Nach Informationen der NORDSEE-ZEITUNG gibt es bereits seit langem Vorlagen zum Thema Sanierung der städtischen Kajen - sie werden aber in der Koalitionsrunde zurückgehalten.

Der marode Zustand ist seit Jahren bekannt

Um den Zustand der Kajen wissen Stadtverordnete und Magistrat seit Jahren: Schon 2016 musste der Bremerhavener Bau- und Umweltausschuss eine bittere Präsentation von Nils Hoppe, leitender Ingenieur für Wasserbau der Bremerhavener Entsorgungsbetriebe (BEG), anschauen: Die städtischen Kajen sind marode. Dringender Handlungsbedarf wurde 2015 bei einer Untersuchung festgestellt: an den Weserterrassen, am Lange-Dock, zwischen City-Port und Pflegeheim „Amarita“, am Rickmerskran, im Kapitänsviertel und beim Kanuverein. Geschätzte Kosten: 43 Millionen Euro.

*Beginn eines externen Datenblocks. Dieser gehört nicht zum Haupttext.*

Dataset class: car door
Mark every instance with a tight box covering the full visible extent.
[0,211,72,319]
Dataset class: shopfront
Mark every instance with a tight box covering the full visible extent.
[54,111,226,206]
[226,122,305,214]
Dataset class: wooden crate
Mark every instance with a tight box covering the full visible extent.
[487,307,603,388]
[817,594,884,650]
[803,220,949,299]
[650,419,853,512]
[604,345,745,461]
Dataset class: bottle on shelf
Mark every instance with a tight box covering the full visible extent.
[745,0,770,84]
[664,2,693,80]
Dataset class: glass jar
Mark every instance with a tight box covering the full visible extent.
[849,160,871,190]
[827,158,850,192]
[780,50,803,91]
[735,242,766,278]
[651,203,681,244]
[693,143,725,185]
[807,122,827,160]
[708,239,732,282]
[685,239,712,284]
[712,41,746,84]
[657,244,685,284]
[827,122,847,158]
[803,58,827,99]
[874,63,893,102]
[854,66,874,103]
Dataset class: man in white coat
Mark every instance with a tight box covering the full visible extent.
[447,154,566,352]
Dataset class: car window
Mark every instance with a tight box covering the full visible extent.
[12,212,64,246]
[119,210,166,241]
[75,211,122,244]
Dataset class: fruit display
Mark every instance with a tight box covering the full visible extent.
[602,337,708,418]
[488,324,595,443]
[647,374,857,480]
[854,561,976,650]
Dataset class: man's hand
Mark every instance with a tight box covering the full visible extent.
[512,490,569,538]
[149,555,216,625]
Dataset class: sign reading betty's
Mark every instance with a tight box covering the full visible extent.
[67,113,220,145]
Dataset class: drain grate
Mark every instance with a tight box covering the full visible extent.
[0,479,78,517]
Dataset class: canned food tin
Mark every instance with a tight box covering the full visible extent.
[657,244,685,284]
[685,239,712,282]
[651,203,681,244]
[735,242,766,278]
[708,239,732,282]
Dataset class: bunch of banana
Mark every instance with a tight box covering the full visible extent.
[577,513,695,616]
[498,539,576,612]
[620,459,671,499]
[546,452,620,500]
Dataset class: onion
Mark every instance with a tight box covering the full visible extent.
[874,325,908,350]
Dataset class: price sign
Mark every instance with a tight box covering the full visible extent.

Die Zustände der Kajen in Bremerhaven

Für mehr Informationen auf die Punkte tippen oder mit der Maus darüber fahren.

Grafik: BEG, Schnibbe

Im nächsten städtischen Haushalt 2016 wurde das Thema aber nicht berücksichtigt. Der damalige Kämmerer Paul Bödeker (CDU) sagte lediglich: Große Investitionen wie die Sanierung der maroden Kajen und Brücken könnten nur mittel- oder langfristig gelöst werden.

Sanierungskosten auf 54 Millionen Euro geschätzt

Sechs Jahre später ist die Situation unverändert. Bis auf die Tatsache, dass es am Kistnergelände eine neue Uferböschung gibt, ist nichts passiert.

Das zeigt ein weiterer Zustandsbericht der BEG aus 2020, den die politischen Führungskräfte der Stadt und der Magistrat kennen: Auf nunmehr 54 Millionen Euro schätzten die Fachleute die Sanierungskosten schon vor zwei Jahren. Allein 11,5 Millionen Euro für die Weserterrassen, 25 Millionen für den Abschnitt City-Port bis Pflegeheim „Amarita“, 3,4 Millionen an der Werftstraße, 14,5 Millionen beim Tecklenborghaus/Kanuverein, 0,3 Millionen am Rickmerskran: es sind nur die dringendsten Projekte. Sie fallen in die Schadensklasse 3: schwere Schäden erkennbar, kurz- bis mittelfristiger Handlungsbedarf.

Der Unterhalt der Kajen obliegt der Stadt. Früher waren die Kajen Sache des Referats für Wirtschaft, das dem Oberbürgermeister unterstellt ist. Mit einer Ortsgesetzänderung ging die Zuständigkeit 2012 vollständig an den Eigenbetrieb, die Entsorgungsbetriebe Bremerhaven (EBB), über.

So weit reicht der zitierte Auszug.